ST. PETERSBURG, Fla. — People who live along the Texas/Louisiana coastline and didn't get out of harm's way need to hunker down from here on out: Hurricane Laura is hours away from landfall.
It is an "extremely dangerous," 150-mph Category 4 storm, according to the National Hurricane Center's Wednesday evening advisory. Aside from the destructive winds, the NHC says a "catastrophic" storm surge of up to 20 feet is possible along the coastline.
"Unsurvivable storm surge with large and destructive waves will cause catastrophic damage from Sea Rim State Park, Texas, to Intracoastal City, Louisiana, including Calcasieu and Sabine Lakes," forecasters warned.
Hurricane Laura is about 75 miles south of Lake Charles, Louisiana, moving north-northwest at 15 mph.

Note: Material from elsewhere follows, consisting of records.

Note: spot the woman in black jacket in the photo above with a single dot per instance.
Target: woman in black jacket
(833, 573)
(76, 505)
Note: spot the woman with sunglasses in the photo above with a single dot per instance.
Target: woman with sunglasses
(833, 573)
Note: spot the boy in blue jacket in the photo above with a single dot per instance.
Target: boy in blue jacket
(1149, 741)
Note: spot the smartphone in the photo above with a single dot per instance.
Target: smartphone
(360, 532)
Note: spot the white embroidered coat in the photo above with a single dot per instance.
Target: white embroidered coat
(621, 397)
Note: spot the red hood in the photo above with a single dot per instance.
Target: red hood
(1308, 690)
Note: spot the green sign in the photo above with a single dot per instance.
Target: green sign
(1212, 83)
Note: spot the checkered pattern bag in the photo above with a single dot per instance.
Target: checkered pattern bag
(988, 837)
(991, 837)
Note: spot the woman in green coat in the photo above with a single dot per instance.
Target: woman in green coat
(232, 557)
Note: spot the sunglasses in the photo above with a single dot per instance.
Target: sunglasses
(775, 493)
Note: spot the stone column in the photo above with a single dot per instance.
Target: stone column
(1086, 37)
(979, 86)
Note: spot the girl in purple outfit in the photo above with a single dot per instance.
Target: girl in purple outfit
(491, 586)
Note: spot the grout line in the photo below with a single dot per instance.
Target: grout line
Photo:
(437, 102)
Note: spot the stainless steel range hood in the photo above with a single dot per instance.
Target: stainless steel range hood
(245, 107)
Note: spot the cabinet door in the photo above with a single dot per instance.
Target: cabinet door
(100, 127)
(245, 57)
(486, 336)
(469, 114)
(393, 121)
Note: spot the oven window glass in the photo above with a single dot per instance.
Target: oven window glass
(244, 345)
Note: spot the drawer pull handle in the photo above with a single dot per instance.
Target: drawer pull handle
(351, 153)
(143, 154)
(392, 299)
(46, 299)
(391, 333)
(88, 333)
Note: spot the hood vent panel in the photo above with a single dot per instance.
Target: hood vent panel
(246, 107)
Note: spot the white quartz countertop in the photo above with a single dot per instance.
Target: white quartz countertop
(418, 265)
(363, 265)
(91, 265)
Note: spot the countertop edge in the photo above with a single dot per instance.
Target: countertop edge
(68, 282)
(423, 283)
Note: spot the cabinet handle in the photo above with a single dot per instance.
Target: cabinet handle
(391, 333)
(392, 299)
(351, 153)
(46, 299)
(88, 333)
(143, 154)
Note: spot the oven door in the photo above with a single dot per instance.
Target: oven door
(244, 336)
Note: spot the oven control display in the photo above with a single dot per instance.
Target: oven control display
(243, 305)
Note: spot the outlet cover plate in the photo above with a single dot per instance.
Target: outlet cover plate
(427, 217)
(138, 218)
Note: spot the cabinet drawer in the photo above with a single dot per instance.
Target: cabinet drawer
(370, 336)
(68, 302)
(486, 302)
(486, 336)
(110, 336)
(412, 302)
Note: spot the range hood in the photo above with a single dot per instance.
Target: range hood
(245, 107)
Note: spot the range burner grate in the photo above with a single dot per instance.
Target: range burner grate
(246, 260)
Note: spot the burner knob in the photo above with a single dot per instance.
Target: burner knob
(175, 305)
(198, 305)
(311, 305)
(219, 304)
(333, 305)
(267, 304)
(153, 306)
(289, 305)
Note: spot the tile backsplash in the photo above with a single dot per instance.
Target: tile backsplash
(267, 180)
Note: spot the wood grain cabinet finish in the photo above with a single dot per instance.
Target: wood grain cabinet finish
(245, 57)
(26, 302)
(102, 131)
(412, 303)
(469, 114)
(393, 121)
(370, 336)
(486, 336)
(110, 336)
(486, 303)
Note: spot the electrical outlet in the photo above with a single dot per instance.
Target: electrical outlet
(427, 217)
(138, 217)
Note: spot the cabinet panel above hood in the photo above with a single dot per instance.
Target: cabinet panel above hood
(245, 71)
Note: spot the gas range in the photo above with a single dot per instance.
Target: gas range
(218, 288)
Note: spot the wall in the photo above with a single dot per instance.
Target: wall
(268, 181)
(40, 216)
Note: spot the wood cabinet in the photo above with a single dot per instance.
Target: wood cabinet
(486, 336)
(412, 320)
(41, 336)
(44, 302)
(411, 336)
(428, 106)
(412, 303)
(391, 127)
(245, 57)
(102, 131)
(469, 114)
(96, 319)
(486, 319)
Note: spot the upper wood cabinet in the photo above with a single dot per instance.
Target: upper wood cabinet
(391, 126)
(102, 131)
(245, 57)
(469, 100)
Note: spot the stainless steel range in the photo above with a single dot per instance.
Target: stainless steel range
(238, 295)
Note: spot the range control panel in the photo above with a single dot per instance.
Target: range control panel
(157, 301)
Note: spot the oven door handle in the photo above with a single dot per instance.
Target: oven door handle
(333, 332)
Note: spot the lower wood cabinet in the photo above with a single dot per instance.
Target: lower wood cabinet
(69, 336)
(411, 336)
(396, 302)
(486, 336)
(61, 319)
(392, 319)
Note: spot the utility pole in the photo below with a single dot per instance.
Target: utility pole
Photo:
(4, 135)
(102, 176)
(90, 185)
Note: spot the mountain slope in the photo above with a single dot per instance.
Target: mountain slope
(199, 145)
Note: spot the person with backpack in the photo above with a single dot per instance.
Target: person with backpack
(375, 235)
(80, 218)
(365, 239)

As the storm continues nears the coastline over the Gulf of Mexico, the ingredients --- including warm sea surface temperatures and low wind shear -- remain for the storm to intensify, forecasters said.
A NOAA Hurricane Hunter recon flight showed Laura strengthened into a major, Category 3 storm around 8 a.m. Wednesday, with maximum sustained winds of 115 mph.
By 2 p.m., the NHC said Laura had 140-mph winds.
A storm is considered "major" at Category 3 or higher, with maximum sustained winds of 111 mph or greater.
Laura is the first major hurricane of the 2020 Atlantic season.
A storm surge warning is in effect for:
- Freeport, Texas, to the Mouth of the Mississippi River
A hurricane warning is in effect for
- San Luis Pass, Texas, to Intracoastal City, Louisiana
A tropical storm warning is in effect for:
- Sargent, Texas, to San Luis Pass
- East of Intracoastal City, Louisiana, to the Mouth of the Mississippi River
A storm surge watch is in effect for:
- Mouth of the Mississippi River to Ocean Springs, Mississippi
- Lake Pontchartrain, Lake Maurepas, and Lake Borgne
A hurricane watch is in effect for:
- East of Intracoastal City to west of Morgan City, Louisiana
The deepest storm surge is forecast to be along the immediate coast near and to the right of the landfall location, accompanied by large and destructive waves. Surge-related flooding depends on the relative timing of the surge and the tidal cycle and can vary greatly over short distances, according to the NHC.
This year, the tropics have been especially active. There already have been 13 total named storms in 2020.
Hurricane Laura is the earliest "L" name on record, beating Hurricane Luis, which formed on Aug. 29, 1995.